Edinburgh Fringe 2015
At Insignia Asset Management Lucy is in charge of the photocopier, printer, scanner, shredder and binder. She’s starting to wonder how this fits into The Grand Scheme Of Things. One day Lucy rescues the abused office pot plant and her world begins to alter. Inside her high rise flat on the 24th floor, she starts to plant, cultivate and nurture her own personal wilderness.
Written and performed by Lucy Grace, this is a delightful tale of not quite coping with the 21st century. Lucy is responsible for the office hardware, the all-important photocopier, printer, shredder and binder. She feels confident in her small corner of the office – everything and everyone beyond that puzzles her. By dint of being the only one to volunteer she is now also responsible for the office plants, brought in to improve the quality of everyone’s working life, or so HR believe. However, not everyone appreciates them and Lucy has uncovered some serious abuse by Tanya involving scissors, so she takes the mistreated plant home. And gradually begins to withdraw from the world that baffles her as she creates a wilderness all her own in her high rise flat.
Grace is a very accomplished performer.

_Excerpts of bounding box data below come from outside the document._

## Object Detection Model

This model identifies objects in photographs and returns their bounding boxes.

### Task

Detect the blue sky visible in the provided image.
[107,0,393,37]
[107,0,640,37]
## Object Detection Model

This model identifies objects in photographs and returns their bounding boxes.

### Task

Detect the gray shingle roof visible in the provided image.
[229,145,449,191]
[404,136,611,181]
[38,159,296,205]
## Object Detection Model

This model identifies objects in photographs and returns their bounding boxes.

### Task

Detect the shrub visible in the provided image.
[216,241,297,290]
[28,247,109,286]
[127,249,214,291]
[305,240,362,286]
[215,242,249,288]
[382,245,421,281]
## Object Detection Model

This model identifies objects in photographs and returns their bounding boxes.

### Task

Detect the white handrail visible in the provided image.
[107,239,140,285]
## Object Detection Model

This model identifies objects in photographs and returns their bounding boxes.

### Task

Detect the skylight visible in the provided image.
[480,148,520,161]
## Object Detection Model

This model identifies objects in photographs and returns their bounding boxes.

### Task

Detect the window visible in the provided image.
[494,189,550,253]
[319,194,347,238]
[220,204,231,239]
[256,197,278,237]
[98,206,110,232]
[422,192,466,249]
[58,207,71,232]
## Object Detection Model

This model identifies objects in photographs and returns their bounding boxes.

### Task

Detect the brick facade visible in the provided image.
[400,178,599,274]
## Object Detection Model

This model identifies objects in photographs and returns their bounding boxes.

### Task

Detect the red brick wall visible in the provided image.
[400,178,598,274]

She flicks into other characters in a blink and creates an entire world of unsympathetic corporate characters. She is particularly skilled at stillness from which she gradually introduces an extraordinary range of facial expressions. Her approach is warm and engaging as she addresses the audience directly, we feel entirely part of her world and understand completely the bafflement she experiences when asked how she sees her place in the Grand Scheme of Things. The audience warmed to her immediately and her character’s earnest and confiding manner had us chuckling from the start and laughing out loud soon after.
The venue is ideal in terms of size and the stage, although a little cramped, is neatly divided into office and home. As the story progresses the boundaries between the two become blurred as bits of office begin to link into the home space and the increasing wilderness takes encroaches into the office as Lucy’s alienation with the outside world and absorption with her wilderness increases.
Alienation and a sense of bewilderment is a thread throughout; her fantasies all involve making connections in which someone will say ‘I know what you mean’ – only they haven’t noticed her and they don’t. The story hints at a darker side in this search; it almost touches it but never quite goes there. Once she has retreated to her flat and begins to disengage with the world there is the potential to explore further the surreal world that she is creating for herself, complete with a remarkably well behaved pigeon, but she pulls back and the ending, whilst coherent in the context of the story is a little unsatisfying. I feel that this piece could develop further and really challenge us to think about our assumptions in the workplace, the extent to which the Lucy’s of this world are ignored and expected to fit into an often high octane and ambitious work settings. And the effect on the individual when they don’t.
Overall, this is a beautifully told story performed by a first class storyteller and a definite recommendation for anyone who enjoys this direct style of performance. You will be entranced.